Barbara goes to meet Ra’s and there’s some taunting back and forth before she reveals that 1) she brought the knife that can kill Ra’s and 2) she didn’t come alone. A huge fight ensues, and weird coalition actually does pretty well. Barbara pulls a really clever trick with the knife to deal with Ra’s, but then, we’ve seen him killed before. Arnold’s Terminator line keeps going through my head. Gordon gets to the site of one of the bridges and pulls off a rescue of a little girl just before, to quote a Billy Joel song, “the island bridges blow.” As Ra’s dies again, he tells Bruce he faces a choice: flee with the rest or stay and become the Dark Knight the city needs.

Lee and Riddler share a drink and talk about their future. It doesn’t go well for either of them. Tabitha goes to check on Butch and we see he’s cured. Then we also see the intricate planning Penguin has been up to behind the scenes to get his revenge. Selina has made it through surgery but is still not looking good. Bruce breaks his promise again, but at least sends Alfred off with her.

The Army announces that, with so many of those bombs unaccounted for and the evacuation begun anyway, they might as well just empty the city. This is the core of the No Man’s Land event in the comics, although the reasons were different back then. The city is abandoned, and various criminal figures carve out territory for themselves. Gordon, Bullock, and Fox all stay behind and Gordon puts together another piece of the Batman legend in action. The show ends with characters setting up bases for themselves, Hugo Strange getting a new project, and a few new characters showing up and making disturbing debuts.

What I liked: Ok, it was evil, but Penguin’s plot was brilliant and ugly and so fitting for him. Barbara’s strike at Ra’s was really clever. I’m glad Lucius stayed, and his solution to being isolated from the grid was pretty slick. While “One Bad Day” was a shallow skim of The Killing Joke, this one seems like it’s setting up to do justice to No Man’s Land.

What I didn’t: Bruce didn’t really DO anything this episode, stuff just happened to him. The Army turning on the GCPD so fast was predictable— I was impressed when they were briefly cooperative.

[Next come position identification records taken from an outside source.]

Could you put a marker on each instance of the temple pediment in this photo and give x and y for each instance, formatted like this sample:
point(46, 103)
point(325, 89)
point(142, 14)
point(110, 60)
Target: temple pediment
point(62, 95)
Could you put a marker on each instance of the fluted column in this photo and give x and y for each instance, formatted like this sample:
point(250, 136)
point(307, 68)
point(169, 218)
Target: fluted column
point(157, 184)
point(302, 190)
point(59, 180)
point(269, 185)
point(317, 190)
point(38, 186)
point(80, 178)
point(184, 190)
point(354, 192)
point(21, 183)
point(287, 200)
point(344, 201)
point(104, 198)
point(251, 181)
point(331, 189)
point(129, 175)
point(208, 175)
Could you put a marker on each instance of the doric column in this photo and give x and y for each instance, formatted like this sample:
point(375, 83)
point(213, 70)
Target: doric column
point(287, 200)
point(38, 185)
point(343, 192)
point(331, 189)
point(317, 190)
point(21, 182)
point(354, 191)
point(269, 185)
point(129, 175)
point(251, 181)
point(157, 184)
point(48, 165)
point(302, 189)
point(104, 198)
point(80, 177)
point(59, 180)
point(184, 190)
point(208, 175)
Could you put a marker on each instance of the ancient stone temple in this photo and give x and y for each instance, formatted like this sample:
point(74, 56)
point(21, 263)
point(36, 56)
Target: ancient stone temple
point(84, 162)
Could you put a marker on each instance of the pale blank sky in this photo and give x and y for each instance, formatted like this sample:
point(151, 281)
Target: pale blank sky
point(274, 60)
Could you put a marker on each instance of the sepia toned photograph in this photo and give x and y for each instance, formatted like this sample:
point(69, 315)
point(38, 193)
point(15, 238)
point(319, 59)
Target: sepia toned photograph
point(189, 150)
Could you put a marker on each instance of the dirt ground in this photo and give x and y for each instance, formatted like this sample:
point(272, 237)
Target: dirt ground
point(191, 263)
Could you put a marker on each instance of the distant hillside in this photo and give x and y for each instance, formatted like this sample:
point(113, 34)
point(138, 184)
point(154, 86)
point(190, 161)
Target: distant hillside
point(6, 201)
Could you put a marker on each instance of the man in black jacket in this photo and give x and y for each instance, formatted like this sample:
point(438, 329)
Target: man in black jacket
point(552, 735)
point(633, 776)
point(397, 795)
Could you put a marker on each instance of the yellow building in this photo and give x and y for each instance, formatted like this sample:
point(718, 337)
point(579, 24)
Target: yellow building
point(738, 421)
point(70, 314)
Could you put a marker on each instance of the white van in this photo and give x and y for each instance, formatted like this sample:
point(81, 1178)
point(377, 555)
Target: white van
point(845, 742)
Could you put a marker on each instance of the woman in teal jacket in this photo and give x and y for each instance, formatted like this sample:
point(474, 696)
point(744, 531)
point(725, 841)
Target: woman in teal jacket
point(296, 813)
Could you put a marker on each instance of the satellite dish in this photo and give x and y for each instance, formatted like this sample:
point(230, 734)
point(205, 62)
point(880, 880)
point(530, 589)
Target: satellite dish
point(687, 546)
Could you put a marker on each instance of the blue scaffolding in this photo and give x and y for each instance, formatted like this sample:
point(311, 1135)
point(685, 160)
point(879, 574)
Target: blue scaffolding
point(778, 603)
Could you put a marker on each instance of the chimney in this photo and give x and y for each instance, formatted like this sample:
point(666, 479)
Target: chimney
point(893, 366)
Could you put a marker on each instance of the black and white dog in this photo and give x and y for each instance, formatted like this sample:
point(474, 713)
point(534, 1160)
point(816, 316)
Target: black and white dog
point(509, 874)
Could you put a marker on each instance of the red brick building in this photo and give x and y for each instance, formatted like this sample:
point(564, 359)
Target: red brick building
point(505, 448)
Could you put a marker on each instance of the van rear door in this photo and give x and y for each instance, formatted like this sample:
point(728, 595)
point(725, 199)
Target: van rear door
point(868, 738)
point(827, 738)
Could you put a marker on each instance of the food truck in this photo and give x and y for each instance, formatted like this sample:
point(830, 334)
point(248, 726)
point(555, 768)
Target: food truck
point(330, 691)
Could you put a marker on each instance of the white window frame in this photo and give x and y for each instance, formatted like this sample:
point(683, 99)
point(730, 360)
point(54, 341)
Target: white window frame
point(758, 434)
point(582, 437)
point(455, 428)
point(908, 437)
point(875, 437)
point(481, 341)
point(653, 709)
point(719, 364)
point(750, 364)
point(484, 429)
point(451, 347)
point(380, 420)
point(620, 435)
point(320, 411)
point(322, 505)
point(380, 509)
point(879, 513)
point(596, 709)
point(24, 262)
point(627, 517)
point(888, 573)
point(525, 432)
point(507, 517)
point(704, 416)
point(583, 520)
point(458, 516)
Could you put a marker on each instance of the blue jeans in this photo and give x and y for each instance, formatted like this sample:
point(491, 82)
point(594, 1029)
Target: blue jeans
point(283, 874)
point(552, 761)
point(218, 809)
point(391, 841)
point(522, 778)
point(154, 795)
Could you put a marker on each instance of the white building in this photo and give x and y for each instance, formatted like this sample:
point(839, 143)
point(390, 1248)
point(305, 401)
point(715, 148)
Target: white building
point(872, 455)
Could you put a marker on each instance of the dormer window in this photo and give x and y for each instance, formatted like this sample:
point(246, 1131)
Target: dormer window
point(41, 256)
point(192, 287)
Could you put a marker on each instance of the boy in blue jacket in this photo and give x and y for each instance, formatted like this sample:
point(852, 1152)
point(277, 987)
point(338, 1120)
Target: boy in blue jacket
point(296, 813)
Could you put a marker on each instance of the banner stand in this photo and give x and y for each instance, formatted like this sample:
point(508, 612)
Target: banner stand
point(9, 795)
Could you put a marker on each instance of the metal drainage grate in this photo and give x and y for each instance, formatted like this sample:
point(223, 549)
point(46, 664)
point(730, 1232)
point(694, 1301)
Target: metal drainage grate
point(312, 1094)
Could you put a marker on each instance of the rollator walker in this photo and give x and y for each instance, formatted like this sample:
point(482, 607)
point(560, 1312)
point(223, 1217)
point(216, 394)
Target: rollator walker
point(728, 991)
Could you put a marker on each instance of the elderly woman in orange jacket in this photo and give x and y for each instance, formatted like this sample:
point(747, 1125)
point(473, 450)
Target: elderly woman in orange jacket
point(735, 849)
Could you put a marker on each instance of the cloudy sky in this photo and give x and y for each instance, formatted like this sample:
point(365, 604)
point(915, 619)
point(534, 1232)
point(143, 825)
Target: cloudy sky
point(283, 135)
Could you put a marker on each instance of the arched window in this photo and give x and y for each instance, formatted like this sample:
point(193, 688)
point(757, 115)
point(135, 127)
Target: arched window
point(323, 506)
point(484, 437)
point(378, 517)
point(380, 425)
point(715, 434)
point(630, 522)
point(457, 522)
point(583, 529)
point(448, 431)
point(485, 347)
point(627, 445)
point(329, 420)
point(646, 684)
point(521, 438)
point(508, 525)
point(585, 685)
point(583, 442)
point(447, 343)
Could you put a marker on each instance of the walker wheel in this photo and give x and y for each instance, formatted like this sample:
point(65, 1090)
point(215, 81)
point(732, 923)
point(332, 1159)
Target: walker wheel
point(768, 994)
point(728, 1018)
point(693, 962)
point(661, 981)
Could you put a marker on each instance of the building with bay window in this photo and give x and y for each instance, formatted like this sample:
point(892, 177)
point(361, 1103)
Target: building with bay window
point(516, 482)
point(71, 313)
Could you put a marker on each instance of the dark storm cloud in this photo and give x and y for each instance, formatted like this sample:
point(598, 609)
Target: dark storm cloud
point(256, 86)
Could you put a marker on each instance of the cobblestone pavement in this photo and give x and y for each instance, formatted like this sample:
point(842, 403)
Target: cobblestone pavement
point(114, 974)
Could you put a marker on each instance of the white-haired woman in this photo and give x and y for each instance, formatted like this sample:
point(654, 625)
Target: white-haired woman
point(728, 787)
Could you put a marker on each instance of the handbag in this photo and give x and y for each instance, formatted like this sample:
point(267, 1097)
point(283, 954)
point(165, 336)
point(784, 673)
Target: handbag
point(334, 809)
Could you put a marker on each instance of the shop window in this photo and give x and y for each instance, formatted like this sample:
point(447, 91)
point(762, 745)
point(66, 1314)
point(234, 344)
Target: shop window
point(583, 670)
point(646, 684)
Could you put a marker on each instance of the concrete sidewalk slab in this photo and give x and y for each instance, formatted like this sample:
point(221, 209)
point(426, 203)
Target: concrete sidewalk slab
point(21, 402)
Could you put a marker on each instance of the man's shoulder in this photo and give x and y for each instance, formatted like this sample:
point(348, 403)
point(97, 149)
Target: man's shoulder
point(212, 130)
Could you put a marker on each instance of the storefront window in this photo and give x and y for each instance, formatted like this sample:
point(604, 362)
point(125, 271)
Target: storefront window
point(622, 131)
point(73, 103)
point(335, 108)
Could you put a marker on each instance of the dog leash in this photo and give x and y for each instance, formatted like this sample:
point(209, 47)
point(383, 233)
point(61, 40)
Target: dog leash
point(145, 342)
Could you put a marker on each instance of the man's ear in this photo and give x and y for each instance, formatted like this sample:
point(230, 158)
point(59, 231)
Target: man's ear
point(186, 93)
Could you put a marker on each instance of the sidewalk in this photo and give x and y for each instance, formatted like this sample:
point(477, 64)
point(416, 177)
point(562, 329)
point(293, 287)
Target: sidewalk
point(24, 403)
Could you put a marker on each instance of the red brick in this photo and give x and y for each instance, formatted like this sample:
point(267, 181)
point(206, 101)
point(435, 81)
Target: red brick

This was a good set up for next season. I liked what they did here, and I’m really looking forward to seeing how they wrap things up for the next and final season. I’ll give this a high 3.5 out of 5.

Taking the Week Off: They managed to get almost everyone in this one. The only one I can think of that didn’t show up was Ivy, and she’s been gone a while now. I wonder if she’ll be back for next season.